Experts in biological data management have recommended that datasets and tools should be findable, accessible, interoperable, and usable (FAIR) within the research community. Center members ensured that KnowEnG would address those goals, making it be freely available through a web portal, as well as facilitating a variety of other modes of access. They also worked directly with test groups of users in biomedical research via the partnership with Mayo Clinic.
"We try to thoroughly understand the questions the user is asking of the data," said Colleen Bushell, a coauthor and Associate Director for Healthcare Innovation at NCSA. "Our approach is to then design a way to display answers to those questions clearly, and anticipate the next set of questions. When we simplify views of data, it's really just to answer some of those questions concisely, but then as they dive deeper into trying to understand the data, we provide more and more detail, more and more explanation." Bushell provided oversight of KnowEng implementation and guided the center's visualization team, led by co-authors Lisa Gatzke and Matthew Berry, in developing innovative ways to represent complex data and analytical processes within the platform, and to create user-experiences that makes it easy for biologist to manage their data, set up data science experiments, and execute them in a cloud environment.

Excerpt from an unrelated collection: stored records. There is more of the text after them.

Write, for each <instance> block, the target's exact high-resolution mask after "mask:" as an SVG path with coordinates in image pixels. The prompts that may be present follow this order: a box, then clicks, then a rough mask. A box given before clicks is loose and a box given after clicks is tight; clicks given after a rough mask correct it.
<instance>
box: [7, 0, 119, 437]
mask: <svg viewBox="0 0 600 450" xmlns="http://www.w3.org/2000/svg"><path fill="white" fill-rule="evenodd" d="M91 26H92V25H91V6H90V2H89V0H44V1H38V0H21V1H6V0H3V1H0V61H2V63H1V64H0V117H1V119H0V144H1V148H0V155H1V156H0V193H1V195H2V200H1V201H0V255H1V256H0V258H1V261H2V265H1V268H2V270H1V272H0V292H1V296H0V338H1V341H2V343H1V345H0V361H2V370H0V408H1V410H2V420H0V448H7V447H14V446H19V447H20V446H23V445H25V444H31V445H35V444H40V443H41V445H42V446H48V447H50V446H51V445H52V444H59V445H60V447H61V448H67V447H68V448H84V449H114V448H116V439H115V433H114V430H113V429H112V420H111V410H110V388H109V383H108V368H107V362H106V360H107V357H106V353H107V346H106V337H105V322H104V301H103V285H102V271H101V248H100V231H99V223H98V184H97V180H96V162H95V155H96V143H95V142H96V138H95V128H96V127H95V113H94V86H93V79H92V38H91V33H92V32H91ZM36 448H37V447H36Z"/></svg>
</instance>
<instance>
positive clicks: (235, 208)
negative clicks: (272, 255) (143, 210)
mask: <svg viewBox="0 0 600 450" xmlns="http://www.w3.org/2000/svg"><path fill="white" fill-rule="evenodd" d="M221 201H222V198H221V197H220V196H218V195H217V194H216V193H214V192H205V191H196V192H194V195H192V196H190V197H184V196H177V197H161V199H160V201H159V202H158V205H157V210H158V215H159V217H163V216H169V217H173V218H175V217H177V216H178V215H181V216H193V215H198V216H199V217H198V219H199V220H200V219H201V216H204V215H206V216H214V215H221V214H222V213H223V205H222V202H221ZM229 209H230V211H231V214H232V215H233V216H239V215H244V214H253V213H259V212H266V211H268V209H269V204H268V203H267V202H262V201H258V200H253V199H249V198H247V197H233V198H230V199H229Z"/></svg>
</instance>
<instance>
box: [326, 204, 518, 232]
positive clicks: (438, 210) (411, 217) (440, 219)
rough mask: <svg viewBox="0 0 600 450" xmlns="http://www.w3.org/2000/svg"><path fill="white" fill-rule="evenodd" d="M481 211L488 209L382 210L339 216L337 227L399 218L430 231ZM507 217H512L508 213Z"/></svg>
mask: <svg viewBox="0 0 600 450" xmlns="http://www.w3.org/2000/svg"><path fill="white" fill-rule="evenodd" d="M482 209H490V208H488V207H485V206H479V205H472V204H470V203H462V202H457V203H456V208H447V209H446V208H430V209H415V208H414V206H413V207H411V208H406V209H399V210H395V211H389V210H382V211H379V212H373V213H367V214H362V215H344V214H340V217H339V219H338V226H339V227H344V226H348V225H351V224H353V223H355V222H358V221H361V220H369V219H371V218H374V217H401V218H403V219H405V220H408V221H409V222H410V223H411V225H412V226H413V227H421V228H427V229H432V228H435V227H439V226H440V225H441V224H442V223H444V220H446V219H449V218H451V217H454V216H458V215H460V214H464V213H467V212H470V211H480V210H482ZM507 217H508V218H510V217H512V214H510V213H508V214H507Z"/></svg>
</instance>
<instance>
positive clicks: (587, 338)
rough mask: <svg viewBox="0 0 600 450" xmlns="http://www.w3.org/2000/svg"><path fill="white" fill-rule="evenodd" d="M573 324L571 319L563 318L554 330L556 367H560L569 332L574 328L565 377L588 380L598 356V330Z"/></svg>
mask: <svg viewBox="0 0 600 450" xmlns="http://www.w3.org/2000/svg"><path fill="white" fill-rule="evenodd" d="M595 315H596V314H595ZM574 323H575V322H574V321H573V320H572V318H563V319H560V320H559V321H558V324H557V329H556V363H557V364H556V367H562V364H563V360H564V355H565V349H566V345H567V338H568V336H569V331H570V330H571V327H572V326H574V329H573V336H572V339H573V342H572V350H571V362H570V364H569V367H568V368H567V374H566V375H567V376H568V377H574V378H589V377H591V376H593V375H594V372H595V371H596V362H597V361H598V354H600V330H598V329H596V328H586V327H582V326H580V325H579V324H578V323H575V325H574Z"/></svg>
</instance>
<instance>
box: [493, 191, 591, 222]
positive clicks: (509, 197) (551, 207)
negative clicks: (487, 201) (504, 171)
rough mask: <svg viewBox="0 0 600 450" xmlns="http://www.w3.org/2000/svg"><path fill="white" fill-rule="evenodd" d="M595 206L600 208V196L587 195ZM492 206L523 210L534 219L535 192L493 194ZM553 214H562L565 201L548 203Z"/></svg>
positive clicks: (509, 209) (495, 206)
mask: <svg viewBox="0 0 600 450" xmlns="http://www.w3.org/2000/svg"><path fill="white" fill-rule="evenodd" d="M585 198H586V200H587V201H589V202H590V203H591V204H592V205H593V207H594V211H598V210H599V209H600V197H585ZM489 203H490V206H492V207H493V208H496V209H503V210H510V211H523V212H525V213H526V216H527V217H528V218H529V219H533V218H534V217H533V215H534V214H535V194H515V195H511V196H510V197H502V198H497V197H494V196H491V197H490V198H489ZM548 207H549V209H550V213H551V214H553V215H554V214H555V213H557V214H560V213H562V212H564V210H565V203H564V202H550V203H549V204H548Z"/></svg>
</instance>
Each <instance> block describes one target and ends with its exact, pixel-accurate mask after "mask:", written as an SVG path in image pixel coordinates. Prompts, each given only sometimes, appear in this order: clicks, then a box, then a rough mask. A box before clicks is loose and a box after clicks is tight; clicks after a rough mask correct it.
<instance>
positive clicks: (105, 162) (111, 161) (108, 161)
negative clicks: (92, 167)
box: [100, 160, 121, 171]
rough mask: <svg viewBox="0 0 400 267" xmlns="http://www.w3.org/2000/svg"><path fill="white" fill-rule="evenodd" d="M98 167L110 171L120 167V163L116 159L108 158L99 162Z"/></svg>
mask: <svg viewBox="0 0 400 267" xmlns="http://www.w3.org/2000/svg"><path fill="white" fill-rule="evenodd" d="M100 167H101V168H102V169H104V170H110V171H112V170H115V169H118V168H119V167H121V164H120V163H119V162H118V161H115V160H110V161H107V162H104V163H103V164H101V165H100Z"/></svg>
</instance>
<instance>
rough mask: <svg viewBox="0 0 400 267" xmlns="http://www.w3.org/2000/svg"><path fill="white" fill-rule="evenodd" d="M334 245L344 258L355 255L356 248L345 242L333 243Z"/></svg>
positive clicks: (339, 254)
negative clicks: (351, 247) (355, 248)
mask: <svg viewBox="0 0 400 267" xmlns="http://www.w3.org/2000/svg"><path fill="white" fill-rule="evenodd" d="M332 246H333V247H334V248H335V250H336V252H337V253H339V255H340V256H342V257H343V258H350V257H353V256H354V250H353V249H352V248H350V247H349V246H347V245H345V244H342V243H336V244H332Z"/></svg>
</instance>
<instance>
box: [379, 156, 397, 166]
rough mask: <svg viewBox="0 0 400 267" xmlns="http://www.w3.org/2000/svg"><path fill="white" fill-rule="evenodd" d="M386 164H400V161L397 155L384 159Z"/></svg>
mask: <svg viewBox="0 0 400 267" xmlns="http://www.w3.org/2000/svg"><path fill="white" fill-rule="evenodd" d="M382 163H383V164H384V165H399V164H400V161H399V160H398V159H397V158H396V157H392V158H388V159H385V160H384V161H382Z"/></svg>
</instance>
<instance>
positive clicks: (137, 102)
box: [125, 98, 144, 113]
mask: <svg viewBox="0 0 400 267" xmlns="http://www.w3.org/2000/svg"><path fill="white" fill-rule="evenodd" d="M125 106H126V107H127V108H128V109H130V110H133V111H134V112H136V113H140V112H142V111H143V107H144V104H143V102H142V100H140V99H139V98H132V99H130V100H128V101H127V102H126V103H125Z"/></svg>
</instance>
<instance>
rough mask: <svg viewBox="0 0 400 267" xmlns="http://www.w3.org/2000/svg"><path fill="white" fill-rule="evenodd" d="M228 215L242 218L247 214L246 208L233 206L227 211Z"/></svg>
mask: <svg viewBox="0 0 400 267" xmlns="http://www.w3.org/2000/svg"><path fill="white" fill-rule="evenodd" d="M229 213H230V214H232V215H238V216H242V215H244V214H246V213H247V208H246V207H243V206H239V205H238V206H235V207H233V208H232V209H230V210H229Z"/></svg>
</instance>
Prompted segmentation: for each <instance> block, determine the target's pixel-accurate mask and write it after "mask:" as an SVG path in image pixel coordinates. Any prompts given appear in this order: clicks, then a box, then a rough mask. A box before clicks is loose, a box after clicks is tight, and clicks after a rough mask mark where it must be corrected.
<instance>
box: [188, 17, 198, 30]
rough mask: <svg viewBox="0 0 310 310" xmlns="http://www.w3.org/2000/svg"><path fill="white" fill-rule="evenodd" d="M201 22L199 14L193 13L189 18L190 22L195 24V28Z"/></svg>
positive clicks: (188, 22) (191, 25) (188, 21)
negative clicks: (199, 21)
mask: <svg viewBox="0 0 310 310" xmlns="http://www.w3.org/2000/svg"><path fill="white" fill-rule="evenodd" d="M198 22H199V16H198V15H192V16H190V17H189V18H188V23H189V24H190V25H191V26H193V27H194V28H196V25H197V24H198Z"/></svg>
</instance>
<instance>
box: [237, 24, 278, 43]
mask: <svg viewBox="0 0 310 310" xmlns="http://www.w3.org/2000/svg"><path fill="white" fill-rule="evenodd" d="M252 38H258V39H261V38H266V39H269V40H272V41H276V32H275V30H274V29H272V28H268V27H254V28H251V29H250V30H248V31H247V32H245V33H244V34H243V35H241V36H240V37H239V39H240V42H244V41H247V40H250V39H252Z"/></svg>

The work process relied heavily on feedback from biomedical researchers at Mayo and Illinois at every stage of development.
"For me, the postdoc at the KnowEnG Center and what it involved was a unique opportunity and a unique environment," Emad said. "Talking to people at Mayo Clinic and other researchers that were quite knowledgeable in the biomedical domain allowed me to learn a lot. So every task for me was a learning opportunity."
Although the NIH funding for the center has ended, the Cancer Center at Illinois is providing funding to enable access to the KnowEnG this year. Development will continue through the efforts of the NCSA Healthcare Innovation program office. NCSA works in part to support the longevity of software developed at Illinois; the structure of KnowEnG was designed to accommodate the addition of new forms of data, new analytical processes, and new visualization strategies over time.
"NCSA is committed to really continue this platform," Bushell said. "This falls into NCSA's mission to give software a life beyond funding . . . we're focusing on tools related to healthcare and data analysis, and we collaborate closely with IGB researchers. We want people to know that these tools will be around."